Furthermore, because these legacy systems are often based on older, common technologies, virtually no special set of skills is required to perform such an attack. Basic, common hacking tools could be used to gain access and wreak havoc. This is demonstrated in attacks like the one at MedStar hospitals in Maryland last March, in which an old JBoss vulnerability was exploited (likely with an open source tool) to give attackers access to the medical network’s servers.
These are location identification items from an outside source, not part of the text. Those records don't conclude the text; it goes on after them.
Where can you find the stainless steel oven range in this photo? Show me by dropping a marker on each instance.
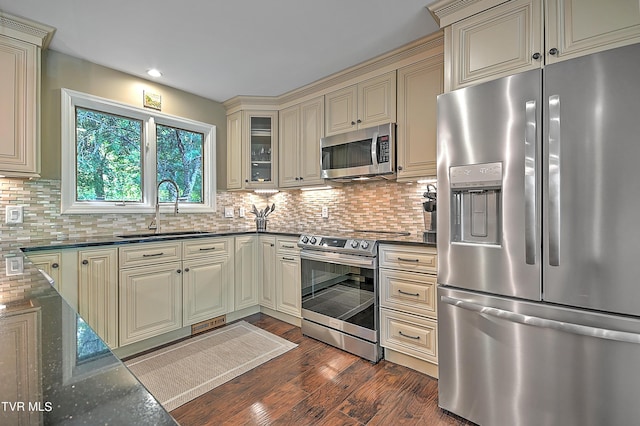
(340, 290)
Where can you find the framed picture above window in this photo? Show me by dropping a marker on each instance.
(113, 156)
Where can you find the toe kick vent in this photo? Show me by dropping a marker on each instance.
(208, 325)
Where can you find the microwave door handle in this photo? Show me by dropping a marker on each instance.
(374, 149)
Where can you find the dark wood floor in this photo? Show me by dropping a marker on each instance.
(321, 385)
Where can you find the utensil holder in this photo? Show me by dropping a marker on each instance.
(261, 224)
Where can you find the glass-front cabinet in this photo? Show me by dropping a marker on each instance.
(261, 135)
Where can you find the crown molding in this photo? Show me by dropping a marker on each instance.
(446, 12)
(26, 30)
(430, 45)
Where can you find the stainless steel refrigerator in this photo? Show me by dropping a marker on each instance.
(539, 245)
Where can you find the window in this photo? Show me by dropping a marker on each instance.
(113, 156)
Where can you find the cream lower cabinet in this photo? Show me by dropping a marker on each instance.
(288, 284)
(419, 85)
(301, 127)
(267, 271)
(150, 290)
(98, 292)
(408, 315)
(366, 104)
(246, 279)
(520, 35)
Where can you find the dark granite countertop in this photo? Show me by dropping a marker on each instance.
(44, 381)
(62, 388)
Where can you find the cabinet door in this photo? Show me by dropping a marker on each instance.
(377, 101)
(288, 291)
(418, 88)
(260, 149)
(50, 263)
(311, 130)
(19, 85)
(246, 283)
(289, 169)
(98, 292)
(578, 28)
(497, 42)
(234, 151)
(341, 110)
(267, 271)
(207, 283)
(150, 301)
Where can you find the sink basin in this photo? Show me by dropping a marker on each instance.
(161, 234)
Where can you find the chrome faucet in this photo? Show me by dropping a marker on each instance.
(155, 223)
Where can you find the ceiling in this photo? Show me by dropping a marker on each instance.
(220, 49)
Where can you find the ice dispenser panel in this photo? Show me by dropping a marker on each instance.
(476, 206)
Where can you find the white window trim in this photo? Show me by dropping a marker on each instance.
(70, 99)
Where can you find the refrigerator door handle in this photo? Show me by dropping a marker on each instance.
(530, 182)
(554, 180)
(583, 330)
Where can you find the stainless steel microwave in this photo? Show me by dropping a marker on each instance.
(361, 153)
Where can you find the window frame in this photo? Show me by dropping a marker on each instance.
(69, 205)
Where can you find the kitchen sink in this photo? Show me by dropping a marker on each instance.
(162, 234)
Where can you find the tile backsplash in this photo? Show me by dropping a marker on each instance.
(379, 205)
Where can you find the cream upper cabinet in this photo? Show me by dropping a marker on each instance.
(234, 150)
(498, 42)
(301, 127)
(260, 149)
(98, 292)
(419, 85)
(517, 35)
(577, 28)
(20, 48)
(365, 104)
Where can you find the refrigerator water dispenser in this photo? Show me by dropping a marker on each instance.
(476, 203)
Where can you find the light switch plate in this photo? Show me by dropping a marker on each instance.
(14, 265)
(14, 214)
It was clear to everyone on the task force, Corman noted, that there were no technical barriers to a “sustained denial of patient care like what happened at Hollywood Presbyterian, on purpose” at virtually any healthcare facility in the United States. “I said we all make fun of security through obscurity, but what if that’s all we have?” Corman recounted. “Seriously. What if that’s all we have?”
Planning for “right of boom”
Given that untargeted and incidental attacks on hospitals have already happened, it seems inevitable that someone will carry out a targeted attack at some point. Corman said that increases the importance of doing disaster planning and simulations now to optimize responses, “so we can see who needs to have control—is it FEMA, the White House, DHS, HHS, the hospitals? We drill with our kids what you’re supposed to do in a fire. Before we have a boom, we need to prioritize simulations, practice, and disaster planning.”
Another part of planning for the post-attack scenario—or “right of boom”—is to make sure that the right supports are in place to quickly recover. “We need to make sure that we’ve done enough scaffolding now so that we can have a more elegant response,” Corman said, “because if this looks like Deepwater Horizon, and we’re on the news every night, every week, gushing into the Gulf, that’s going to shatter confidence. If we have a prompt and agile response, maybe we can mitigate the harm.”